So I was researching Cassandra and trying to get an understanding of the architecture, and I was reading the following page from the wiki: http://wiki.apache.org/cassandra/MemtableSSTable
So, to follow the workflow here, you send a request to update your table, this request is written into a CommitLog, then into an in-memory table called a Memtable (Which can be rebuilt from the Commitlog in case of system failure). Once the Memtable hits a certain size, it flushes the entire Memtable to an on disc SSTable which can no longer be modified only merged during compaction. When you reach a configurable number of SSTables you do compaction, which basically merges the results freeing up disc space and creating a single new and improved up to date SSTable. Correct me please if I've understood anything wrong here.

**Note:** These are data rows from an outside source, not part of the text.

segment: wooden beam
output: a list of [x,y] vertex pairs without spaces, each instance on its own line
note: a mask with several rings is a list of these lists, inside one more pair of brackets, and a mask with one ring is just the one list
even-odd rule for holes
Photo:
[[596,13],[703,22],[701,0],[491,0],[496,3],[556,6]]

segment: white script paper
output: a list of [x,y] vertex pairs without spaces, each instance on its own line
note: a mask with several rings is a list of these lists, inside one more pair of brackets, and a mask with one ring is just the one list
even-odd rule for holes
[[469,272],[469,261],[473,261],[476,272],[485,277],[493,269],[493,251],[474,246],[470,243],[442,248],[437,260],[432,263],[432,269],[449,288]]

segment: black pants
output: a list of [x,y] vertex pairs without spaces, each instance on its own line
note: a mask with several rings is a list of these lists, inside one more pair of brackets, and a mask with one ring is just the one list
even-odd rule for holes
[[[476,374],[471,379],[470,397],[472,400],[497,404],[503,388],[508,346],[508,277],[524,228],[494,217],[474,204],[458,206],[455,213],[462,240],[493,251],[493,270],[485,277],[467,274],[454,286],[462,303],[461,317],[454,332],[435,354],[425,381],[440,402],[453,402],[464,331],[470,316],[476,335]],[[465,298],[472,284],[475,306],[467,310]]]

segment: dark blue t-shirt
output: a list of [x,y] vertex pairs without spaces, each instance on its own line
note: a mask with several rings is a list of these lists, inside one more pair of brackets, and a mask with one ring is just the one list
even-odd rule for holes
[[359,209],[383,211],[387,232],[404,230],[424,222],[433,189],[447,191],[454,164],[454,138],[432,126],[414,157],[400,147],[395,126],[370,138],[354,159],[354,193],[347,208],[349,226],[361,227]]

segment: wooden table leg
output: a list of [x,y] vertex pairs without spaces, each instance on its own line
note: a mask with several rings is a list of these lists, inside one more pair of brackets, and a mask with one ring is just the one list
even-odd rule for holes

Now I have a few questions about compaction. Firstly, how expensive is this operation? If I demanded a compaction whenever we have two SSTables on disc, would this be prohibitive, or would I be better served waiting until the middle of the night when usage is down? Is compaction any better if I have multiple (but small) SSTables vs having a few but very large SSTables? Does having a lot of non-compacted SSTables affect read performance? How does concurrency work with this: what if I'm reading from these SSTables, then someone does an insert which flushes a new Memtable to disk, which in turn causes a compaction?
Any info and experience you could provide about this would be great!